However this fundamental reservoir model (representing only the measured and interpreted data) is of limited use unless populated more densely and uniformly by interpolation and statistical methods. These methods are employed to fill gaps and associate each grid cell, which is typically the smallest unit of the mathematical description of the model, with formation properties as derived from the limited number of measurements available. It can be easily seen that this step of populating the reservoir model with interpolated or otherwise calculated parameters has the effect of vastly increasing the accuracy of the predictive capacities of the model but at the cost of increased computational resources as relating for example to data storage space and processing speed.
When defining a reservoir model, its primary geometric features or building blocks are the layers or horizons and faults, which when combined define the major segments of the reservoir from a geological point of view. But under these large scale features there are other important geological features which can have a profound impact on the fluid flow through the reservoir.
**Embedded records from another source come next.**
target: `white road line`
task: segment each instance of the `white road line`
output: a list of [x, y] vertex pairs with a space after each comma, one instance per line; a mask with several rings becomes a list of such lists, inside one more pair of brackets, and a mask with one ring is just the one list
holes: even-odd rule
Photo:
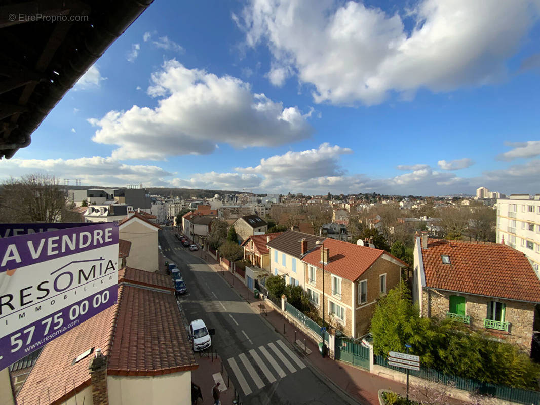
[[234, 375], [236, 376], [237, 380], [238, 380], [238, 383], [240, 384], [240, 388], [242, 388], [242, 390], [244, 391], [244, 394], [246, 396], [249, 395], [252, 393], [251, 389], [249, 388], [249, 386], [247, 384], [247, 381], [246, 381], [246, 379], [244, 377], [244, 375], [242, 374], [242, 372], [238, 368], [238, 365], [234, 361], [234, 359], [232, 357], [229, 359], [227, 361], [229, 362], [229, 364], [231, 366], [231, 369], [233, 370], [233, 373]]
[[289, 355], [289, 357], [292, 359], [294, 362], [298, 364], [298, 367], [300, 368], [305, 368], [306, 367], [306, 364], [302, 363], [301, 360], [296, 355], [293, 353], [291, 349], [285, 345], [285, 343], [283, 342], [282, 340], [278, 340], [277, 343], [279, 345], [280, 347], [285, 351], [285, 353]]
[[274, 357], [270, 355], [270, 353], [269, 353], [268, 350], [266, 350], [266, 347], [264, 346], [259, 346], [259, 350], [260, 350], [261, 353], [264, 355], [265, 357], [266, 357], [266, 360], [267, 360], [268, 362], [272, 364], [273, 367], [274, 367], [274, 369], [278, 372], [278, 375], [279, 375], [280, 378], [282, 379], [285, 376], [285, 375], [286, 375], [286, 374], [285, 374], [285, 372], [283, 370], [283, 369], [279, 367], [279, 364], [278, 364], [278, 362], [274, 360]]
[[233, 322], [234, 322], [236, 324], [236, 326], [238, 326], [238, 322], [237, 322], [235, 320], [234, 318], [233, 318], [233, 316], [232, 315], [231, 315], [231, 314], [229, 314], [229, 316], [231, 317], [231, 319], [233, 320]]
[[253, 342], [251, 341], [251, 339], [249, 339], [249, 336], [247, 335], [247, 334], [246, 334], [244, 330], [242, 331], [242, 333], [243, 333], [244, 335], [246, 336], [246, 339], [249, 341], [249, 343], [253, 345]]
[[246, 369], [247, 370], [248, 374], [251, 376], [251, 378], [253, 379], [255, 382], [255, 385], [257, 386], [258, 388], [262, 388], [265, 386], [265, 383], [262, 382], [262, 380], [261, 380], [261, 377], [259, 376], [259, 374], [257, 372], [255, 371], [255, 369], [253, 368], [253, 366], [251, 365], [251, 363], [249, 361], [247, 360], [247, 357], [246, 357], [246, 355], [244, 353], [241, 353], [238, 355], [240, 357], [240, 361], [244, 363], [244, 366], [246, 367]]
[[287, 360], [287, 357], [284, 356], [283, 354], [278, 350], [278, 348], [275, 347], [275, 345], [274, 343], [269, 343], [268, 346], [269, 346], [270, 348], [272, 349], [272, 352], [275, 353], [275, 355], [278, 356], [278, 358], [284, 364], [285, 364], [285, 367], [289, 369], [289, 371], [291, 373], [294, 373], [296, 370], [296, 369], [294, 368], [294, 366], [291, 364], [291, 362]]
[[253, 349], [249, 350], [249, 354], [251, 356], [253, 357], [253, 360], [255, 360], [255, 362], [256, 363], [259, 368], [262, 370], [262, 372], [265, 373], [265, 375], [266, 376], [266, 379], [268, 380], [271, 383], [274, 382], [275, 381], [275, 377], [272, 375], [272, 373], [268, 369], [268, 368], [266, 367], [266, 364], [262, 362], [262, 360], [261, 357], [257, 354], [257, 352], [255, 352]]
One of the more important of these smaller scale features are fractures, which can be regarded as faults with little or no sliding or slip movement between the fault faces.
It is immediately obvious that the number, the size and the orientations of the fractures within a block can heavily influence the overall permeability of that block to fluid flow, potentially overriding other factors such as rock permeability and porosity, wettability etc. The ability to include an accurate discrete or statistical representation of fractures is therefore generally regarded as a very important aspect within the larger task of building a reservoir model.
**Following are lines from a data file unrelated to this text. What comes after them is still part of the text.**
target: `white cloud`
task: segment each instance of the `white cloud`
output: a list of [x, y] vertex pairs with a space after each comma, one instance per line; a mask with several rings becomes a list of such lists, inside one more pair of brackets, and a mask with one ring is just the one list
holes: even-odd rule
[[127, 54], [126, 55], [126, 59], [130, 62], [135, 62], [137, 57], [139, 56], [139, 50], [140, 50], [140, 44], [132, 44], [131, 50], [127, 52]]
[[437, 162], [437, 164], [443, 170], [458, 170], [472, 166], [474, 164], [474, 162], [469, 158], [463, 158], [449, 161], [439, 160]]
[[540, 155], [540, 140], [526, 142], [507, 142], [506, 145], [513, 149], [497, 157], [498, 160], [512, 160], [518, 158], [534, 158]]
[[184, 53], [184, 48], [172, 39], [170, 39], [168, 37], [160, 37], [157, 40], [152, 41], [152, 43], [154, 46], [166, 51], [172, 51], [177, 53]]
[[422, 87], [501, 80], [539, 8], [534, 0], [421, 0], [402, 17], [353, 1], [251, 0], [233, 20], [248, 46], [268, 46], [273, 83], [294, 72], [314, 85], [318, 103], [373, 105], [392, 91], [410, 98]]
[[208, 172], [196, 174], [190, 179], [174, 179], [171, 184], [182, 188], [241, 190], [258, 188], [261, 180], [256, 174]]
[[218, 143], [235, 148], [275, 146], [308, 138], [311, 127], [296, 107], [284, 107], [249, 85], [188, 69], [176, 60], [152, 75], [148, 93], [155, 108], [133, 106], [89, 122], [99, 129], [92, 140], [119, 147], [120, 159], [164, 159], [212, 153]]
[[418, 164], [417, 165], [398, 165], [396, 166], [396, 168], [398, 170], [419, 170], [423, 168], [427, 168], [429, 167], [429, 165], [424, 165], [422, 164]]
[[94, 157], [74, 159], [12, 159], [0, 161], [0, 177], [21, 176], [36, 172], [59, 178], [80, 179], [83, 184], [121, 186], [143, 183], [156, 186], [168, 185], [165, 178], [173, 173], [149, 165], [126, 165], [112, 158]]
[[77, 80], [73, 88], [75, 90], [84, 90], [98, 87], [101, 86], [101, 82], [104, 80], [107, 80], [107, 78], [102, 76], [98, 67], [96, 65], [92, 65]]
When modeling the impact fractures can have on the reservoir, the fractures are most often represented by way of a discrete fracture network (DFN) in the geological model, while they are represented by their effective petrophysical properties in the (coarser) simulation model. This conventional approach is described for example in: B. Bourbiaux, R. Basquet, J. M. Daniel, L. Y. Hu, S. Jenni, A. Lange, and P. Rasolofosaon, “Fractured Reservoirs Modelling: a review of the challenges and some recent solutions”, First Break, vol. 23, pp 33-40, September 2005. A discrete fracture network is a representation in which each individual fracture is represented by a small surface patch (in 3D) or a small polygonal line (in 2D) associated with individual geometrical and petrophysical attributes such as aperture, transmissivity, etc.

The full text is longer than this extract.